From the abstract:
A number of recent judicial and legislative transformations have defined the modem scope of the right to vote. These transformations have arguably narrowed African-Americans’ ability to exercise the franchise. These changes include the decision in Shelby County v. Holder to limit the effectiveness of the Voting Rights Act of 1965, the seeming consensus around the propriety of heightened regulation of the right to vote through implementing voter identification laws, and the long-standing consensus around felon disenfranchisement laws. All three of these issues implicate the African-American community in particular as some have argued that these are the enduring legacies of – and the imposition of – a new era of Jim Crow.
Yet, another more recent event must refocus our attention on the issue of the African Americans and the franchise. Specifically, the events in Ferguson, Missouri in the summer of 2014 revealed police abuse in both the killing of Michael Brown and the militarized siege of policing in the wake of subsequent protests. The examination of Ferguson that followed the unrest of that summer and fall revealed a structure built on the poverty of the St. Louis suburb’s African-American residents. The media also discovered that these same residents of Ferguson were effectively locked out of the political process.
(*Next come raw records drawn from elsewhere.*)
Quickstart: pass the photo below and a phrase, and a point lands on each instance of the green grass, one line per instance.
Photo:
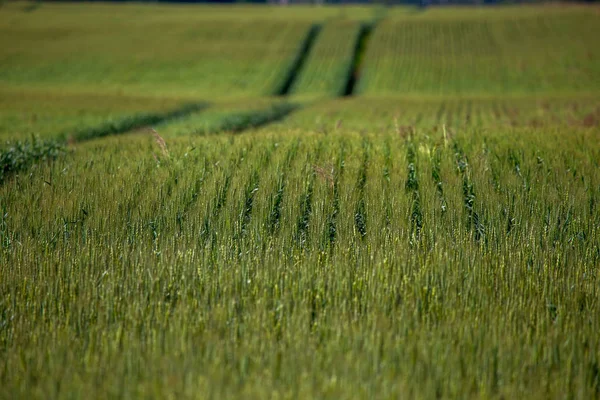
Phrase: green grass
(541, 51)
(52, 114)
(329, 62)
(396, 113)
(435, 236)
(178, 55)
(150, 275)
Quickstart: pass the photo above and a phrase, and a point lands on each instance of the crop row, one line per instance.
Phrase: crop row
(230, 250)
(330, 60)
(530, 54)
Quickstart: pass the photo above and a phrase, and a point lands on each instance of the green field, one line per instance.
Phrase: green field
(191, 208)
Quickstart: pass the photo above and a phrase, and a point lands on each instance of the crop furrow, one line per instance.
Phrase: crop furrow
(333, 216)
(468, 191)
(412, 187)
(277, 198)
(360, 215)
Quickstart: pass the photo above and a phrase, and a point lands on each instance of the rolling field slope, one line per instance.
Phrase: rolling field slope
(455, 53)
(180, 231)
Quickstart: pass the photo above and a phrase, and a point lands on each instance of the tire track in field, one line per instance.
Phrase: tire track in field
(298, 63)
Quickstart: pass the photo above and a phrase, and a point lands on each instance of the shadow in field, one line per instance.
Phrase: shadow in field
(354, 69)
(129, 123)
(296, 66)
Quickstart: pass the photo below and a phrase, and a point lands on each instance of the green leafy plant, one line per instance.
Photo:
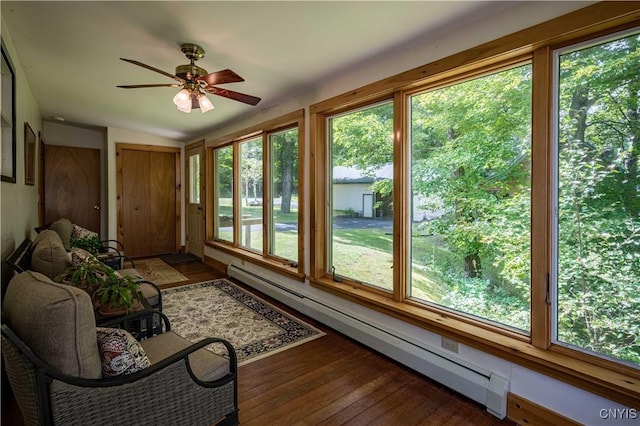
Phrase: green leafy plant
(89, 275)
(91, 244)
(118, 293)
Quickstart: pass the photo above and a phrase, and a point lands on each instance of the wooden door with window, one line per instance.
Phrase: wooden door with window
(148, 185)
(72, 185)
(195, 199)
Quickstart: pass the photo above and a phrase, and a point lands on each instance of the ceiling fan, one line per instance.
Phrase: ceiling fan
(195, 82)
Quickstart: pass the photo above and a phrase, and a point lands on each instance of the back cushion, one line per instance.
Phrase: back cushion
(56, 321)
(63, 227)
(49, 256)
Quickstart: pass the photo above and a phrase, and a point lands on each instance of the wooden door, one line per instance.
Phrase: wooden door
(195, 200)
(72, 185)
(148, 199)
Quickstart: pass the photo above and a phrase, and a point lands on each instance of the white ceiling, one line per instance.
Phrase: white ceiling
(70, 51)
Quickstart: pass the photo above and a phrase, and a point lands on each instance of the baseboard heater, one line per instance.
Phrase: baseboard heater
(483, 386)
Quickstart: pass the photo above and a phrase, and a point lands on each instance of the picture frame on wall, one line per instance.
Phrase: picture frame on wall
(29, 155)
(8, 119)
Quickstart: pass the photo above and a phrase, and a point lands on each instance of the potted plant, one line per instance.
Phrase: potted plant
(92, 244)
(89, 275)
(118, 294)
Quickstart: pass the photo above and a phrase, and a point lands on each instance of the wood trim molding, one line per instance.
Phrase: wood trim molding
(527, 413)
(575, 24)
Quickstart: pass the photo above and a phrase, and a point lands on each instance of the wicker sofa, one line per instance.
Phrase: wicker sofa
(48, 254)
(55, 365)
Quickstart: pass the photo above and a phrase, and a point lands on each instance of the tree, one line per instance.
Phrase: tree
(599, 199)
(470, 155)
(285, 166)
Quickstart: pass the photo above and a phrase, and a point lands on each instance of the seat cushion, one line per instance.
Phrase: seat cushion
(206, 365)
(49, 256)
(56, 321)
(63, 227)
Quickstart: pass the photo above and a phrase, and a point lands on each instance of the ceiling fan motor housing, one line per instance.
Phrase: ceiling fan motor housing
(193, 52)
(190, 71)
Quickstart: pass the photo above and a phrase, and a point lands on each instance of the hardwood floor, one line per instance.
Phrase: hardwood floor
(334, 380)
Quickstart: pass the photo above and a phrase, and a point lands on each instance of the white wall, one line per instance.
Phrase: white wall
(19, 202)
(66, 134)
(346, 196)
(553, 394)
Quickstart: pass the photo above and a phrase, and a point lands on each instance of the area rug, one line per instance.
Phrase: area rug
(158, 272)
(219, 308)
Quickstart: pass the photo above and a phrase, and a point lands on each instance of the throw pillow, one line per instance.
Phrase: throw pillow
(49, 256)
(120, 353)
(63, 227)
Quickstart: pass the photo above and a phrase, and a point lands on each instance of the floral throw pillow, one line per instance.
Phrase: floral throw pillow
(120, 353)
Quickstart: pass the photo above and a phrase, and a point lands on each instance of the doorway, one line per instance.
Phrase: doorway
(148, 199)
(72, 185)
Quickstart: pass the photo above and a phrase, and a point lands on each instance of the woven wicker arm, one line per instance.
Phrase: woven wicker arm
(165, 393)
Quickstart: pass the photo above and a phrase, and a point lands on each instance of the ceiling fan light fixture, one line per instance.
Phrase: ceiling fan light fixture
(205, 103)
(182, 98)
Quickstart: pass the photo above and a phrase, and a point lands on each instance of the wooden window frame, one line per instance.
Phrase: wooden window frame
(263, 259)
(616, 381)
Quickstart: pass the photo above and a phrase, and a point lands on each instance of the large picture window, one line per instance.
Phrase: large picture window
(285, 201)
(223, 194)
(470, 186)
(361, 187)
(598, 197)
(449, 196)
(257, 214)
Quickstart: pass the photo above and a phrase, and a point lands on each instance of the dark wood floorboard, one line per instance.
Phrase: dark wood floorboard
(331, 381)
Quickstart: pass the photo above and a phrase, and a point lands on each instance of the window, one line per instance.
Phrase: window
(487, 220)
(251, 194)
(194, 179)
(284, 195)
(597, 234)
(470, 186)
(223, 195)
(258, 213)
(361, 144)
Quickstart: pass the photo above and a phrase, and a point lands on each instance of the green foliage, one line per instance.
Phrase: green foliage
(92, 244)
(599, 199)
(119, 292)
(90, 274)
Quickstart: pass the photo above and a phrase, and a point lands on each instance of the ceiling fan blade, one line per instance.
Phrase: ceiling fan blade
(140, 86)
(149, 67)
(220, 77)
(236, 96)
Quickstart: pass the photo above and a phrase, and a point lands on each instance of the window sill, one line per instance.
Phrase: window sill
(274, 265)
(617, 383)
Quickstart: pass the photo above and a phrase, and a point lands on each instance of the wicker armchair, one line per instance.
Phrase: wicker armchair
(53, 363)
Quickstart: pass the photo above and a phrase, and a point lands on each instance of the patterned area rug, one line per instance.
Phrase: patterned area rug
(219, 308)
(158, 272)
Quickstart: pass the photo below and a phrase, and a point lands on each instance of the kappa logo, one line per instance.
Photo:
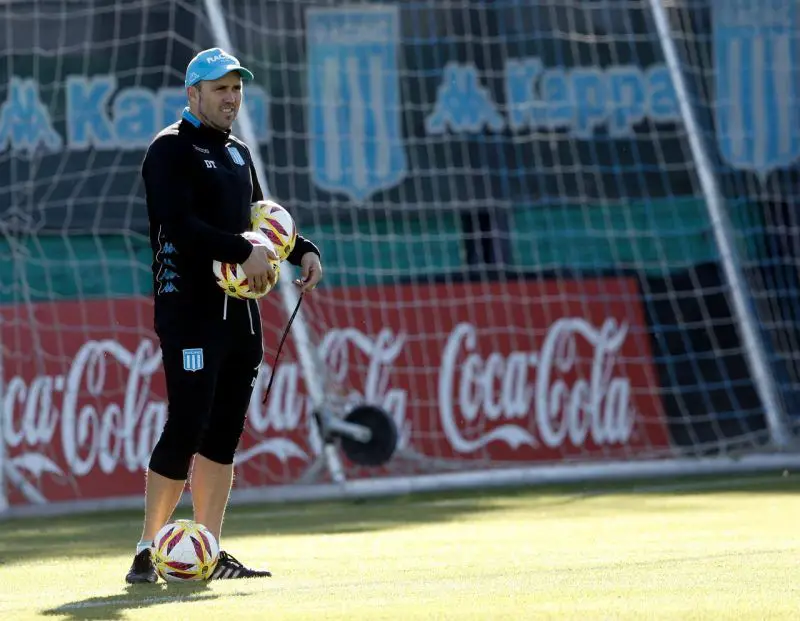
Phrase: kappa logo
(236, 156)
(193, 359)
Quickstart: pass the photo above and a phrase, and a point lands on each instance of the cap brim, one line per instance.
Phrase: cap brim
(218, 72)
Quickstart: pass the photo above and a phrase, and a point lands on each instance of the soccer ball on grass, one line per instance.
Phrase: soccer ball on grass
(185, 551)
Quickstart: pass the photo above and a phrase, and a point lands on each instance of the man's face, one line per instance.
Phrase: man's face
(216, 102)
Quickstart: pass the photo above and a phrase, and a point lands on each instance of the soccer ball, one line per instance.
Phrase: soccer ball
(276, 224)
(231, 277)
(184, 551)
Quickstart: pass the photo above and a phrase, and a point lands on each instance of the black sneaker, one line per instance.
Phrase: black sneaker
(142, 570)
(228, 568)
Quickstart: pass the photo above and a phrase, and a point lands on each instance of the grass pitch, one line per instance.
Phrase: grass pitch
(697, 549)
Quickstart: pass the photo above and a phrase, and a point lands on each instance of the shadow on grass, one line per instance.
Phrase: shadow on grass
(113, 607)
(115, 533)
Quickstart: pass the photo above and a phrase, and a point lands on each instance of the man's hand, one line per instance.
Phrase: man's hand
(311, 272)
(260, 273)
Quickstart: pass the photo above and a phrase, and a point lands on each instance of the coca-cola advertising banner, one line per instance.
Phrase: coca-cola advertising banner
(516, 372)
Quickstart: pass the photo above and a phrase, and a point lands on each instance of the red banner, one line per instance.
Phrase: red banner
(522, 372)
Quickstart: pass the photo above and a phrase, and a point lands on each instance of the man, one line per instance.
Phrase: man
(200, 181)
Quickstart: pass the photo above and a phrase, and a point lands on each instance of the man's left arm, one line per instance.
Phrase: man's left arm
(305, 253)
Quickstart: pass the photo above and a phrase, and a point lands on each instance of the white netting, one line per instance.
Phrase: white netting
(519, 262)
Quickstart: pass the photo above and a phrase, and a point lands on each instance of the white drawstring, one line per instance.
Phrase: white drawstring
(250, 315)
At the time, this appeared to be the result of the phenomenon of structural racism and exposed the vulnerability of such communities to political domination. Indeed, this paper seeks to extend that discussion and to give initial thoughts about the key issues that lie at the intersection of race and class within the American political process. From it, it is plausible to conclude that a lockout dynamic within the political process exists at a level that is far removed from concerns of typical high theory law-of-politics jurisprudence. As will be discussed below, this lockout problem has been examined on the levels of partisans and political process, with an accompanying disdain for the race-conscious vulnerabilities that seem to undergird the political problems that the Ferguson situation illustrates.
The goal of this paper is to illustrate this racially intersecting lockout problem and to argue for the importance of attending to this problem within the context of the law of democracy. Specifically, this paper will illuminate the heart of this problem: the intersecting vulnerabilities that poor people of color suffer from within the political and economic process. Such vulnerability lies at the heart of both the historical and present-day discrimination within the franchise (and the structures that affect it). This paper focuses on the idea that vulnerability to the majoritarian forces and inequities in the political process ought to serve as a factor in defining the harms that minority populations suffer within the political process. The contention here is that such vulnerability premised on the confluence of historical factors such as race and socioeconomic status creates a particular risk that the interests of such groups will not be met and that the people within these groups will not be able to participate fully within the political process.